Best practices for bulk load

Hello,

I want to test my working data set under FoundationDB and stuck with a very slow initial insert speed. I can’t figure out how to make importing faster and what are the best practices here.

I use several concurrent goroutines for inserting with 5MB batches sizes. But with a 3 node cluster and double ssd configuration it works really slow and time-to-time I loose my cluster according to fdbcli status command:

fdb> status  details

Using cluster file `/etc/foundationdb/fdb.cluster'.

Could not communicate with a quorum of coordination servers:
  192.168.1.1:4500:tls  (unreachable)
  192.168.1.2:4500:tls  (unreachable)
  192.168.1.3:4500:tls  (unreachable)

Also I can get:

Data:
  Replication health     - (Re)initializing automatic data distribution
  Moving data            - unknown (initializing)
  Sum of key-value sizes - unknown
  Disk space used        - 265.770 GB

Or:

Data:
  Replication health     - Healthy (Rebalancing)

So my questions are:

  • If I import into one node cluster and then add 2 other nodes, will it be faster? Any thoughts or best practices?
  • Maybe there is a way to make data durability less strong? Disable fsync() for an import stage?

Are you inserting keys in a sequential order?

Try randomizing the order to spread the load around the cluster rather than it all hitting one machine at the beginning or end of the key space you’re writing to.

I don’t think 5mb is optimal and is probably too high. I have never written that much in a transaction before during my testing over the last few weeks.

The client library is single threaded regardless of how many goroutines you start (AFAIK), so splitting the load across multiple processes should also increase parallelism which is needed to fully use the cluster. This will only work if you’re splitting the keyspace you’re writing to as well.

1 Like

Are you inserting keys in a sequential order?

Yes, I’m doing full scan from another b-tree like db and inserting into FoundationDB.

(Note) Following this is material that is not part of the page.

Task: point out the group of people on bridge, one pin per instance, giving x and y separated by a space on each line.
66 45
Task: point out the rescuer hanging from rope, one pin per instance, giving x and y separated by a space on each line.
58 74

I don’t think 5mb is optimal and is probably too high. I have never written that much in a transaction before during my testing over the last few weeks.

The client library is single threaded regardless of how many goroutines you start (AFAIK), so splitting the load across multiple processes should also increase parallelism which is needed to fully use the cluster. This will only work if you’re splitting the keyspace you’re writing to as well.

Thank you for sharing your experience and thoughts. Will try to use several processes and sort out how to randomize keys.

1 Like

I got the best results in Go by starting a goroutine for each transaction, having them do encoding/packing and then performing the actual transaction, because they do work initially and then block for a while.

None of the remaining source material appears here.